Skip to content

ai-chat: validate persisted messages, fix metadata on broadcast/resume, document advanced patterns#910

Merged
threepointone merged 2 commits intomainfrom
validate-messages-and-metadata
Feb 14, 2026
Merged

ai-chat: validate persisted messages, fix metadata on broadcast/resume, document advanced patterns#910
threepointone merged 2 commits intomainfrom
validate-messages-and-metadata

Conversation

@threepointone
Copy link
Contributor

Summary

  • Structural message validation: Messages loaded from SQLite are now validated for required structure (id, role, parts). Malformed rows from corruption, tampering, or schema drift are logged and silently skipped instead of crashing the agent.
  • Message metadata on broadcast/resume path: The client-side broadcast (multi-tab sync) and stream resume (reconnection) paths now propagate messageMetadata from start/finish/message-metadata stream chunks. Previously, cross-tab clients and reconnecting clients only received metadata after the final CF_AGENT_CHAT_MESSAGES broadcast — now they see it during streaming. Also fixes metadata loss during tool continuations.
  • Advanced Patterns docs: New section in docs/chat-agents.md documenting AI SDK features that work out of the box in onChatMessage: prepareStep (dynamic model/tool control), wrapLanguageModel (middleware for guardrails, RAG, caching), generateObject (structured output in tools), ToolLoopAgent (reusable subagents), and async function* (preliminary tool results for streaming progress).

Changes

File What changed
packages/ai-chat/src/index.ts Added isValidMessageStructure() validation in _loadMessagesFromDb()
packages/ai-chat/src/react.tsx activeStreamRef now tracks metadata; chunk handler captures metadata from stream events; flushActiveStreamToMessages includes metadata; continuation path carries over existing metadata
packages/ai-chat/src/tests/validate-messages.test.ts 9 tests covering all validation branches (missing id, empty id, bad role, non-array parts, non-object values, empty parts accepted, metadata preserved, all valid roles)
packages/ai-chat/src/tests/message-builder.test.ts 4 tests verifying applyChunkToParts returns false for metadata-level chunks (start, finish, message-metadata, finish-step)
packages/ai-chat/src/tests/worker.ts Added insertRawMessage() helper for injecting malformed rows in tests
docs/chat-agents.md New "Advanced Patterns" section (~215 lines) with prepareStep, middleware, generateObject, ToolLoopAgent, and preliminary results
.changeset/validate-messages-and-metadata.md Patch changeset for @cloudflare/ai-chat

Test plan

  • All 149 ai-chat workers tests pass (21 test files)
  • All 572 agents package tests pass (37 test files)
  • Full npm run check passes (typecheck, oxlint, oxfmt, sherif, export checks)
  • Manually test multi-tab metadata propagation with the resumable-stream-chat example

…st/resume path.

**Structural message validation:**

Messages loaded from SQLite are now validated for required structure (non-empty `id` string, valid `role`, `parts` is an array). Malformed rows — from corruption, manual tampering, or schema drift — are logged with a warning and silently skipped instead of crashing the agent. This is intentionally lenient: empty `parts` arrays are allowed (streams that errored mid-flight), and no tool/data schema validation is performed at load time (that remains a userland concern via `safeValidateUIMessages` from the AI SDK).

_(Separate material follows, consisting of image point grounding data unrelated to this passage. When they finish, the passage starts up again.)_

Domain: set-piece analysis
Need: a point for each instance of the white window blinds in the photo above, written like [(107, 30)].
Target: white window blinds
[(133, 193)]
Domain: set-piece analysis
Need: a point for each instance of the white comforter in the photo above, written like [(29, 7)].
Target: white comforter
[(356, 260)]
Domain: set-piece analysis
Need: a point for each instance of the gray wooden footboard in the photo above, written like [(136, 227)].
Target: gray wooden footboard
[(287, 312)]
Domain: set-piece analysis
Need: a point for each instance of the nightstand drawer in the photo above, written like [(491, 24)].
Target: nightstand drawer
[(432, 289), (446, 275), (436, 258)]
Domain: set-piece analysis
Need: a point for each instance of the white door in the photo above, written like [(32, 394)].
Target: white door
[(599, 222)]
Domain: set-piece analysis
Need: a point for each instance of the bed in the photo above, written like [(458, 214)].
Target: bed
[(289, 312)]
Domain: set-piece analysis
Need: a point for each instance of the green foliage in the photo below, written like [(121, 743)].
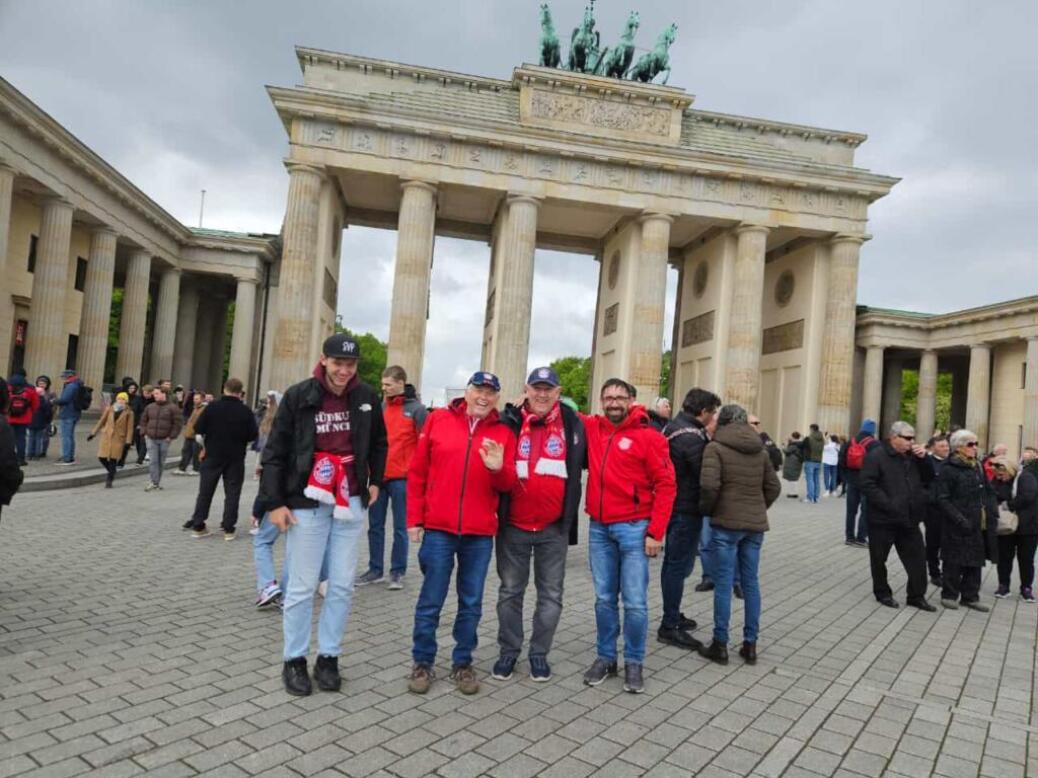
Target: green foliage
[(373, 355), (575, 374)]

**Message metadata on broadcast/resume path:**

The server already captures `messageMetadata` from `start`, `finish`, and `message-metadata` stream chunks and persists it on `message.metadata`. However, the client-side broadcast path (multi-tab sync) and stream resume path (reconnection) did not propagate metadata — the `activeStreamRef` only tracked `parts`. Now it also tracks `metadata`, and `flushActiveStreamToMessages` includes it in the partial message flushed to React state. This means cross-tab clients and reconnecting clients see metadata (model info, token usage, timestamps) during streaming, not just after the final `CF_AGENT_CHAT_MESSAGES` broadcast.
@changeset-bot
Copy link

changeset-bot bot commented Feb 14, 2026

🦋 Changeset detected

Latest commit: 58924ab

The changes in this PR will be included in the next version bump.

This PR includes changesets to release 2 packages
Name Type
@cloudflare/ai-chat Patch
agents Patch

Not sure what this means? Click here to learn what changesets are.

Click here if you're a maintainer who wants to add another changeset to this PR

@pkg-pr-new
Copy link

pkg-pr-new bot commented Feb 14, 2026

Open in StackBlitz

npm i https://pkg.pr.new/cloudflare/agents@910

commit: 58924ab

@threepointone
Copy link
Contributor Author

/bonk review this pr

@ask-bonk
Copy link
Contributor

ask-bonk bot commented Feb 14, 2026

Now I have a thorough understanding of all the changes. Let me compile the review.


PR Review: ai-chat: validate persisted messages, fix metadata on broadcast/resume, document advanced patterns

Overall Assessment

Clean, well-structured PR. The three concerns (validation, metadata propagation, docs) are logically distinct but small enough to ship together. The code is defensive, well-commented, and thoroughly tested.


1. Message Validation (packages/ai-chat/src/index.ts:46-58)

Looks good. isValidMessageStructure is minimal and correct:

  • Null/non-object check
  • Non-empty string id
  • Allowlist of three valid roles
  • parts must be an array (empty is allowed — the leniency is documented and intentional)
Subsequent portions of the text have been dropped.